Answer Block
Walton’s crew is a small, tight-knit group of sailors hired to support his expedition to the North Pole. The narrative references specific roles (first mate, shipmaster) and general references to the group’s morale, but never provides a total, fixed count of crewmembers. This intentional omission lets Shelley frame the crew as a collective symbol of societal pressure and fear, rather than individual distinct characters.
Next step: Note this lack of explicit count in your reading notes so you avoid guessing a specific number on a reading quiz.
Key Takeaways
- Shelley never gives an exact number of crewmembers on Walton’s ship in Frankenstein.
- The crew functions as a collective character, representing ordinary people’s resistance to reckless ambition.
- The lack of a fixed count emphasizes the harsh, isolating environment of the arctic expedition.
- References to the crew’s growing fear and desire to turn back drive Walton’s final decision to abandon his quest.
20-Minute Plan and 60-Minute Plan
20-minute pre-class prep plan
- Review the key takeaways above and note that no exact crew count is given in the text.
- Write down 1-2 examples of scenes where the crew’s actions impact Walton’s choices.
- Draft 1 short question you can ask during class discussion about the crew’s role as a collective.
60-minute essay prep plan
- Pull all passages from the frame narrative that reference the crew and their morale to build a text evidence bank.

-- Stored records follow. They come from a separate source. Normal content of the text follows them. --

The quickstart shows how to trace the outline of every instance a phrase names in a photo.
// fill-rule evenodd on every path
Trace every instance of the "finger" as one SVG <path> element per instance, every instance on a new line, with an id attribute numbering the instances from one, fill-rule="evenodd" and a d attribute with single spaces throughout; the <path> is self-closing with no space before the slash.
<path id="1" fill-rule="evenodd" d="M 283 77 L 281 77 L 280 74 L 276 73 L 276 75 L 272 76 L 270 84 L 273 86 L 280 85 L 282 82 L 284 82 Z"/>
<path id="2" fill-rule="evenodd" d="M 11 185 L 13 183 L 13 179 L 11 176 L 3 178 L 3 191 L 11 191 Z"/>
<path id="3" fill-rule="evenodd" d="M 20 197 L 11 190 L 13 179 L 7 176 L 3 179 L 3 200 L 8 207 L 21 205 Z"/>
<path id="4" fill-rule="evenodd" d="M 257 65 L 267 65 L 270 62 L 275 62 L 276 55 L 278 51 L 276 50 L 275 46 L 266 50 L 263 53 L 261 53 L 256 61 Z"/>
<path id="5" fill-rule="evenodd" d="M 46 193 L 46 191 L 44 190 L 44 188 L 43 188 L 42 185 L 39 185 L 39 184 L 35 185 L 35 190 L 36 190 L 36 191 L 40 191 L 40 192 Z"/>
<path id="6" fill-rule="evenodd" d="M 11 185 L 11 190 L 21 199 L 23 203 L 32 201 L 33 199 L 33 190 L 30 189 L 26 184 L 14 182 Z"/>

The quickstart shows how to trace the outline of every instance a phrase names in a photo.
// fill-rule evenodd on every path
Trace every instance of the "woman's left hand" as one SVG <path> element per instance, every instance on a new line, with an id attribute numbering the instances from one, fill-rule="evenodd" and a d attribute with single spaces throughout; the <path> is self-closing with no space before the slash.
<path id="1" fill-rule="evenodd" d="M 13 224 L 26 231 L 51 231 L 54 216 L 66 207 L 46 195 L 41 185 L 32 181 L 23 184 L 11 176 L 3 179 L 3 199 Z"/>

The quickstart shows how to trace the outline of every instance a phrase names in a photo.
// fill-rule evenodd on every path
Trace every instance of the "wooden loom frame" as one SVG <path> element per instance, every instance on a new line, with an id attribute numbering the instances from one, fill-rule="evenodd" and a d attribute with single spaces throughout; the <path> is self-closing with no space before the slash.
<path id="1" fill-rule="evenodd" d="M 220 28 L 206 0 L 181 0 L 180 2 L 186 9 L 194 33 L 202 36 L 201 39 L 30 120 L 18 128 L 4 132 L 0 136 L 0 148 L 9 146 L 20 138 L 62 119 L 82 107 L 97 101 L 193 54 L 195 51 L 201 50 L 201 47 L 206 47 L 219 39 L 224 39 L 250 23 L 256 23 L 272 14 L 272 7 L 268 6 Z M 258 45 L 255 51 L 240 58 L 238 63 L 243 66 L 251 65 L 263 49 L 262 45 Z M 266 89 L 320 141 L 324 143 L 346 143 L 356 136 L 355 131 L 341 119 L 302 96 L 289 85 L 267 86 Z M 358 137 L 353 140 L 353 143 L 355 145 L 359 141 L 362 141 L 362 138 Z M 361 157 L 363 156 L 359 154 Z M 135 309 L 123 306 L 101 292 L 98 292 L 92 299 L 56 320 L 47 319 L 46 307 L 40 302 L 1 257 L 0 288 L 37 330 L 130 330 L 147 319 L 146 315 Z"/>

- Outline how the crew’s collective identity contrasts with Victor Frankenstein’s individual, isolated ambition.
- Draft a rough thesis statement connecting the lack of named/numbered crewmembers to Shelley’s critique of unregulated scientific pursuit.
- Edit your outline to add 2 specific pieces of text evidence that support your core argument.
3-Step Study Plan
1. Fact check preparation
Action: Flip to the frame narrative sections of your copy of Frankenstein and scan for all references to Walton’s crew.
Output: A bulleted list of every crew reference, sorted by narrative order, with notes on the crew’s stated mood or action in each scene.
2. Thematic connection exercise
Action: Compare the crew’s collective decision-making to Victor Frankenstein’s isolated choices throughout the main narrative.
Output: A 3-sentence comparison that identifies 1 key similarity and 1 key difference between the two groups’ approach to risk.
3. Assessment prep
Action: Draft 3 short-answer responses about the crew’s role that you could use for quiz or exam preparation.
Output: A 1-page study sheet with clear, cited responses that you can review before your next assessment.